Ophélia Queiroz amò Pessoa e ne fu riamata. Fu un amore vivissimo, bruciante e misterioso, che si spense non per inerzia, come spesso si spengono le normali passioni amorose, ma per una curiosa interferenza che Alvaro de Campos, uno degli eteronimi di Pessoa, insinuò nella storia sentimentale del suo creatore. Campos entrò prepotentemente nella storia d’amore di Fernando e di Ophélia, scrisse di suo pugno una lettera malevola alla ragazza, si intromise nella coppia con arroganza.
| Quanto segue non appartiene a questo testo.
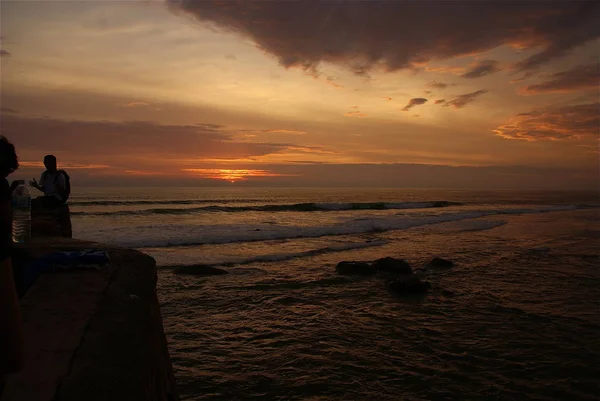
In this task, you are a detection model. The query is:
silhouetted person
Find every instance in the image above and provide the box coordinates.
[30,155,69,207]
[0,136,24,386]
[29,155,72,237]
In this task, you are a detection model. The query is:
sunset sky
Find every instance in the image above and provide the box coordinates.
[1,0,598,188]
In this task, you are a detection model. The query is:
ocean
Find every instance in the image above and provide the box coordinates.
[70,187,600,400]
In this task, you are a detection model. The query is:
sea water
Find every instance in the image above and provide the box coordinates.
[70,187,600,400]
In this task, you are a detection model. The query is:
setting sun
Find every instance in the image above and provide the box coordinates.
[181,168,292,182]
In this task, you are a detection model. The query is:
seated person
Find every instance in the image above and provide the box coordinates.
[0,136,24,382]
[29,155,67,207]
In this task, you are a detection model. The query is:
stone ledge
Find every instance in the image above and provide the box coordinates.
[1,238,179,401]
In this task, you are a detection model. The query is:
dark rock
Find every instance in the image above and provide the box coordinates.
[387,274,431,295]
[428,257,454,268]
[373,257,412,275]
[173,265,228,276]
[442,290,456,297]
[335,261,376,275]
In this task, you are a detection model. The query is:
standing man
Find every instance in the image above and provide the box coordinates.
[30,155,68,206]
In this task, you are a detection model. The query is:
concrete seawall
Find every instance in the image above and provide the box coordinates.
[2,238,179,401]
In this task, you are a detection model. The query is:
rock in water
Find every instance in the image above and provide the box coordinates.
[428,257,454,268]
[335,261,376,275]
[372,257,413,275]
[387,274,432,295]
[173,265,228,276]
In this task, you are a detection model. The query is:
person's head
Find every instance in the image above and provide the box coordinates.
[0,136,19,178]
[44,155,57,172]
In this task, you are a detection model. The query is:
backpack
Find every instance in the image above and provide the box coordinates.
[58,169,71,202]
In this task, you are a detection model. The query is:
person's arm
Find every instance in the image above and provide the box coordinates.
[29,176,43,193]
[0,198,24,376]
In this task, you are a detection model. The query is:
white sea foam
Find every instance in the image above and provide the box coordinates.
[74,205,587,248]
[157,239,391,267]
[453,220,508,232]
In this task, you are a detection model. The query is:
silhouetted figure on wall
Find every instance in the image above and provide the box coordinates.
[30,155,70,207]
[29,155,72,238]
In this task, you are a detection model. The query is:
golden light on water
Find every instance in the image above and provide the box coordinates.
[182,168,297,182]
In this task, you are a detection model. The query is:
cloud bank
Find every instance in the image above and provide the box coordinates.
[0,115,322,160]
[168,1,600,75]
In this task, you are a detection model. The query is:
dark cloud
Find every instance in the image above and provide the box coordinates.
[426,81,449,90]
[514,2,600,71]
[0,115,315,159]
[0,49,11,57]
[443,90,488,109]
[168,1,600,75]
[494,102,599,141]
[520,63,600,94]
[402,98,428,111]
[435,99,446,105]
[460,60,501,79]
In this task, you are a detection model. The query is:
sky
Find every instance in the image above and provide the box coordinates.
[1,0,599,189]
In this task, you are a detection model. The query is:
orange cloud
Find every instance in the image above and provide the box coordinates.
[239,129,307,135]
[424,66,466,75]
[284,145,338,155]
[493,102,599,141]
[123,170,168,176]
[121,101,150,107]
[344,111,366,118]
[18,161,110,169]
[325,76,344,89]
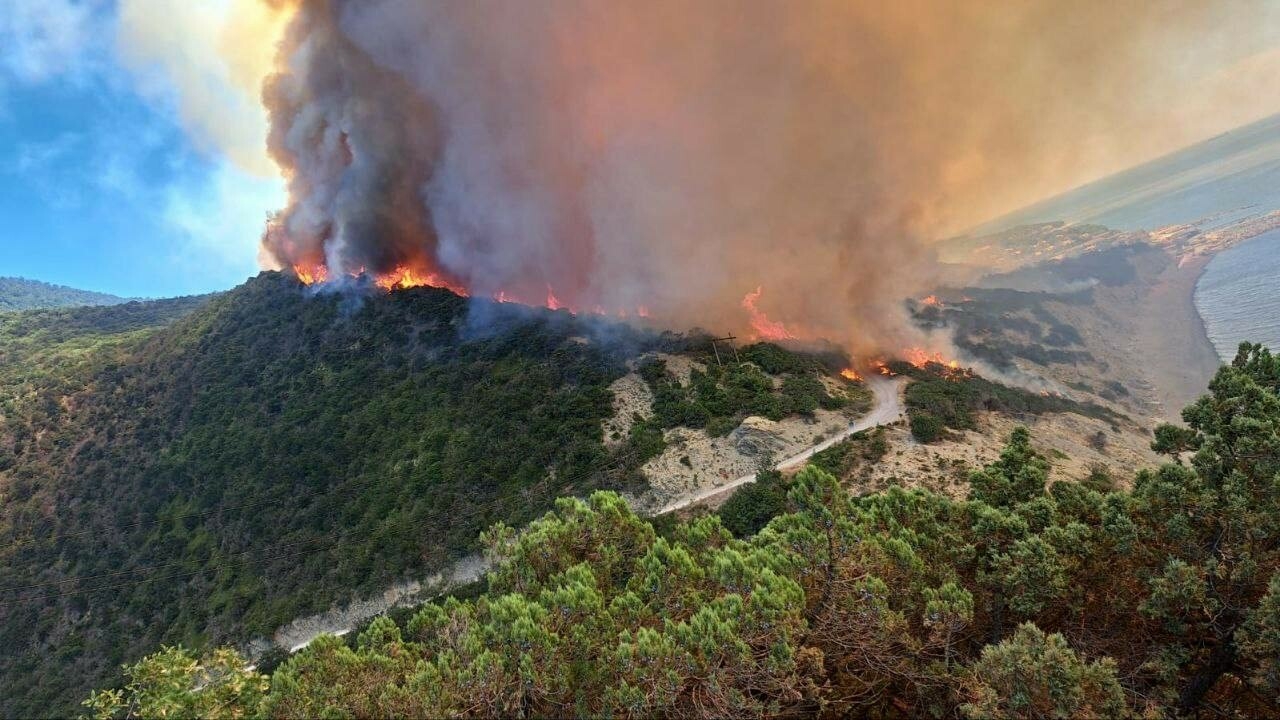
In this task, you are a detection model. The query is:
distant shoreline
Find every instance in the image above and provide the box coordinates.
[1129,250,1222,418]
[1187,255,1224,363]
[1191,230,1280,363]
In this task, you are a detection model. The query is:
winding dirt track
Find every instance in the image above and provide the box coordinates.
[655,375,905,515]
[268,377,903,655]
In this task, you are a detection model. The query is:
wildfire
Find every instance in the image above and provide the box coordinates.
[373,266,469,296]
[290,264,658,321]
[872,360,896,376]
[741,287,797,341]
[840,368,863,382]
[293,264,329,285]
[921,295,941,306]
[903,347,960,370]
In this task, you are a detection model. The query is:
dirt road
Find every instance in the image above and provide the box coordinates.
[265,377,903,655]
[655,375,905,515]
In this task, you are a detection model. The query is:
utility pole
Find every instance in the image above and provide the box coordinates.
[709,334,739,366]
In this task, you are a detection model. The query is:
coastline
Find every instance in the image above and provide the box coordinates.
[1134,252,1222,416]
[1186,255,1224,362]
[1191,229,1280,363]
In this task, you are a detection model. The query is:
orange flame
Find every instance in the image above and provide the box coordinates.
[546,286,564,310]
[742,286,796,341]
[903,347,961,369]
[290,263,653,319]
[921,295,941,306]
[840,368,862,382]
[373,265,469,296]
[293,264,328,285]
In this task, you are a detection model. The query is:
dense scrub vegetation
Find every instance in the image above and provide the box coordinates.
[0,274,851,716]
[806,427,890,477]
[899,361,1120,442]
[0,274,666,715]
[0,295,212,474]
[637,343,871,439]
[90,343,1280,718]
[0,276,128,311]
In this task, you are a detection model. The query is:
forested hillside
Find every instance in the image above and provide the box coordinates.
[0,276,128,311]
[0,273,643,714]
[88,343,1280,719]
[0,272,858,716]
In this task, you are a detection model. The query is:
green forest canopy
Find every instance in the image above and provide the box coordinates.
[88,343,1280,719]
[0,273,868,717]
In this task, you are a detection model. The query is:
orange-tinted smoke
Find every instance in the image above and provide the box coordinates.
[256,0,1280,354]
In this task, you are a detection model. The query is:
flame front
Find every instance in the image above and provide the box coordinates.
[741,287,797,341]
[903,347,960,370]
[840,368,862,382]
[545,286,564,310]
[372,266,470,296]
[292,262,662,320]
[293,264,328,285]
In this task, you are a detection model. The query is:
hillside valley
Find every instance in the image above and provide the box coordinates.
[0,272,881,715]
[3,252,1279,718]
[0,236,1270,718]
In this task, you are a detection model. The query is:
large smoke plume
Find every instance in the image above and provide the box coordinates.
[257,0,1280,353]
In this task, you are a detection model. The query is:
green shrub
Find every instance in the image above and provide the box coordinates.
[705,415,739,437]
[716,470,787,537]
[637,357,668,385]
[910,412,946,443]
[739,342,809,374]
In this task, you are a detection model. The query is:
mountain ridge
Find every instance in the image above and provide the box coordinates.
[0,276,132,312]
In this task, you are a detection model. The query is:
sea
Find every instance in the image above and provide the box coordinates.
[1194,228,1280,361]
[963,113,1280,362]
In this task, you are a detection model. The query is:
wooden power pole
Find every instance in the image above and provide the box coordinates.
[709,334,740,366]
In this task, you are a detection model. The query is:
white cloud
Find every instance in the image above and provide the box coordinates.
[161,160,285,279]
[116,0,286,176]
[5,132,85,207]
[0,0,101,85]
[12,132,80,173]
[0,0,289,288]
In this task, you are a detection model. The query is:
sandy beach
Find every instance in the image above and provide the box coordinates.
[1132,254,1223,415]
[1042,247,1221,424]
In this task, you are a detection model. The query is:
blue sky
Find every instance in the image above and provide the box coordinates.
[3,1,1280,299]
[0,0,282,298]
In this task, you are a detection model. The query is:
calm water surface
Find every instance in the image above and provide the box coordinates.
[1195,229,1280,360]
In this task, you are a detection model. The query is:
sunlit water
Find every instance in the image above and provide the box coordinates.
[1195,229,1280,361]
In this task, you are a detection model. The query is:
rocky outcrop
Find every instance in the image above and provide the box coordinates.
[730,416,787,457]
[603,373,654,448]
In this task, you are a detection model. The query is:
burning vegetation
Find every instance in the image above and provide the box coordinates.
[740,287,798,342]
[252,0,1268,358]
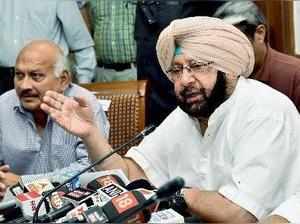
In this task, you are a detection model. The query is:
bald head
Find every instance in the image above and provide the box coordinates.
[14,40,70,113]
[16,40,66,77]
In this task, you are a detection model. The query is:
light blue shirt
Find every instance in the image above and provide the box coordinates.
[0,0,96,83]
[0,84,109,184]
[76,0,88,8]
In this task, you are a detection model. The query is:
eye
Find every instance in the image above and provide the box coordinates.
[15,71,25,80]
[169,66,182,74]
[190,61,213,73]
[30,72,45,82]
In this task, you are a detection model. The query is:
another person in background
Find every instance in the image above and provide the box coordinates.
[214,1,300,112]
[41,17,300,222]
[90,0,137,82]
[76,0,93,33]
[0,40,109,192]
[135,0,226,126]
[0,0,96,92]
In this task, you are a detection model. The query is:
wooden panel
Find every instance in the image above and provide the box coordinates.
[81,80,149,154]
[255,0,294,55]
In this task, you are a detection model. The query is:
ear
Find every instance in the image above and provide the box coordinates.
[58,70,71,92]
[254,24,266,43]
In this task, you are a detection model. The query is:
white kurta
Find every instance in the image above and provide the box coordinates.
[271,192,300,222]
[126,77,300,219]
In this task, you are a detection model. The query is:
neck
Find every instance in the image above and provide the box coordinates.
[197,117,208,136]
[32,110,48,135]
[225,73,238,96]
[254,43,268,75]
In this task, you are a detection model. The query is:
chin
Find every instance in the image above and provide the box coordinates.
[21,102,41,112]
[179,102,204,116]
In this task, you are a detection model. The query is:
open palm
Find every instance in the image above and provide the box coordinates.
[41,91,96,139]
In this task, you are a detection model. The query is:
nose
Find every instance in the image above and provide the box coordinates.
[180,68,195,86]
[18,76,33,90]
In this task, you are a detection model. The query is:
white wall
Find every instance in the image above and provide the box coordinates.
[294,2,300,55]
Geloso, nevrotico, un po’ isterico, l’ingegnere Alvaro de Campos, dandy perdigiorno a Lisbona e autore di odi avanguardiste, non tollerava che la piccola Ophélia concedesse il suo cuore a un uomo così grigio e insipido come Fernando Pessoa. Questa, almeno, la spiegazione ufficiale che si desume dalle lettere. Ma in realtà Pessoa non poteva spartire la sua vita tra un normale ménage familiare e il progetto onnivoro e senza scampo della sua opera. Era il 1920, Ophélia aveva 19 anni, Pessoa 31.
«Mio caro piccolo bebé», così spesso Pessoa apostrofa epistolarmente la sua innamorata inviandole lettere dove il desiderio di regressione verso l’età infantile è certo evidente.
Forse Pessoa visse questo amore alla sua maniera: come una suprema finzione, come una ulteriore spersonalizzazione nella quale egli assumeva il ruolo del «normale» fidanzato. E infatti il loro amore era cominciato come un gioco: un giorno, approfittando del fatto che era mancata la luce, Pessoa si era presentato a Ophélia con un candeliere in mano ripetendo le parole di Amleto a Ofelia nella tragedia di Shakespeare.
Ma sono incline a credere che Ophélia abbia vissuto il suo grande amore in maniera affatto diversa dal suo innamorato: con convinzione, maturità, chiarezza. Ophélia lavorava come dattilografa nella stessa ditta di import-export nella quale lavorava Fernando Pessoa. Era una ragazza sveglia, graziosa, di buona famiglia, che aveva scelto di lavorare per essere indipendente. Credeva in se stessa, nel lavoro e nell’emancipazione femminile. Era una ragazza intelligente. Capì Pessoa, o si sforzò di farlo. Accettò perfino il gioco un po’ perverso dell’eteronimia, che per Pessoa aveva ormai varcato i confini della letteratura ed era entrato nella vita. Inizialmente tollerò la presenza indiscreta di Alvaro de Campos che cominciava ad affacciarsi nella loro amicizia sentimentale; quando Campos prese il sopravvento reagì con fermezza ma con grande intelligenza.
Ci si sarebbe potuto aspettare che trattasse Pessoa come un visionario, invece assecondò la sua situazione psicologica, considerando Campos alla stregua di una persona realmente esistente, come per Pessoa lo era davvero. Probabilmente capì anche il motivo della rinuncia del suo innamorato. Gli restò sempre amica con grande fedeltà intellettuale.
Si fece una famiglia dopo la morte di Pessoa e conservò gelosamente le sue lettere che si risolse a pubblicare solo in tarda età. Non ha mai concesso interviste ai giornali, è sempre vissuta lontana dalla scena letterario-mondana, anche se è vissuta in un ambiente artistico molto coltivato: era la zia del poeta Carlos Queiroz e amica di raffinati intellettuali. Con lei scompare un testimone, e anche un’epoca. Mi pare giusto ricordarla.